As an HPC sysadmin and scientific software developer/researcher, I can confidently say that SIMD can provide real performance gains, however there are trade-offs and decisions to be made.

- First of all, SIMD is very data-hungry. You either need to constantly push data into it, or modify the data you've pushed a lot. Otherwise you just sit.

- Then there comes power and frequency penalty. In Intel's case, it needs humongous amount of power in CPU budget terms, and it creates heat and slowdowns. So you have to test your code with SIMD or without it (-mtune, -march, etc.). If your code is as speedy or faster, use SIMD.

- Moreover, you can't just compile an extremely optimized binary and fan it out. Older processors will just throw "illegal instruction" and halt. You either will provide multiple binaries with specific optimizations for each, or lowest common denominator for a vendor (AMD binary and Intel binary), or just throw all out. The best way is giving the source out and providing a simple makefile to let the researcher/user compile it, but not all code is open, one may guess. Creating a universal with multiple code paths is also possible, yet needs a lot of elbow grease, and may not be always optimal.

- Lastly, your code don't have to be embarrassingly parallel to be able to use SIMD. Matrix/linear algebra libraries like Eigen can almost abuse the processor's all units when compiled with correct flags (-O3, -mtune=native, -march=native). However, if you want to accelerate small data with SIMD, you need to create a parallel loop which needs to saturate SIMD pipelines. Which OpenMP can easily do with parallel_for.

All of this doesn't change that SIMD is a special horse which can't run in all courses, however its not useless.

I didn't say it was useless, just that it wasn't a magic bullet and AVX-512 isn't particularly innovative, and doesn't solve most users' problems.

I think you're missing the point of my post, I agree with all your points in specificity (except one, but not the forum to discuss FMV in modern compilers) but they miss the grander point that Intel hasn't made computers faster via more SIMD. The amount of expertise required to make use of it is just more evidence of that.

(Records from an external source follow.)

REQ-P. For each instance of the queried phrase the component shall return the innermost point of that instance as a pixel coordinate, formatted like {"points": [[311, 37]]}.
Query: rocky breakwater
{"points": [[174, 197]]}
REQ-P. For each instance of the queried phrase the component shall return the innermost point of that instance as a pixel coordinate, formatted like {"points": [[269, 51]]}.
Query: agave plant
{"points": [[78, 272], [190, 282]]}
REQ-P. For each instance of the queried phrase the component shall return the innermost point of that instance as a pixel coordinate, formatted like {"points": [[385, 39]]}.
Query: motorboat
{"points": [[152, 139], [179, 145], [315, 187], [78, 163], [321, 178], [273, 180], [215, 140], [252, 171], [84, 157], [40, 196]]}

AVX512 was clearly a great innovation in the vectorization landscape. A far cleaner instruction set, complete and symmetric, with very interesting blend, ternlog, lane-crossing instructions and the especially interesting mask registers. Lots and lots of goodies and an eye for compiler implementation.

I feel Intel failed hard at diffusion of the ISA (why not put it everywhere, with half-perf, it'll improve later, no change in code) and also at not pushing more energy/dollars into ispc. Yeah yeah your compiler engineers are clever, but you've been doing this for 20 years and autovectorization is still ways off. Let me write code in a way that can be easily vectorized. A subset of C. Less awkward than cuda.

Now it seems AVX512 and large vector units is dying and still is too niche. Sad.

The cleanup being tied to the width increase was the first problem. The new width still being a fixed one was the second.

SVE is SIMD actually done right – on the Arm side in the near future, everything from smartphones to massive HPC boxes will be covered by the same clean SIMD ISA.

I agree it would have been nice to have 'infinite sized' instructions, chopped up to the actual underlying vector size. But there were so many complaints about AMD not implementing some instructions as 256 bit-wide but 2x128 that I feel they went for the least microcode route.

Mask registers offset the size problem a bit. I just wish we'd rebuild a language or clean libraries to take full advantage of this programming model. Is ispc still maintained? Does anyone use it in prod? Genuinely curious.

I feel SVE is 'too late' as most CPU makers seem to go back to smaller vector units (leaving the vectorized stuff to gpus - I know they're not the same thing, but if you're investing in heavy perf hardware, for repetitive computing...) and even Intel doesn't seem very serious about AVX512 except in the Xeon world. But then if you pay 8000EUR for a platinum thing, you might be able to pay for top talent to handcraft some intrinsics.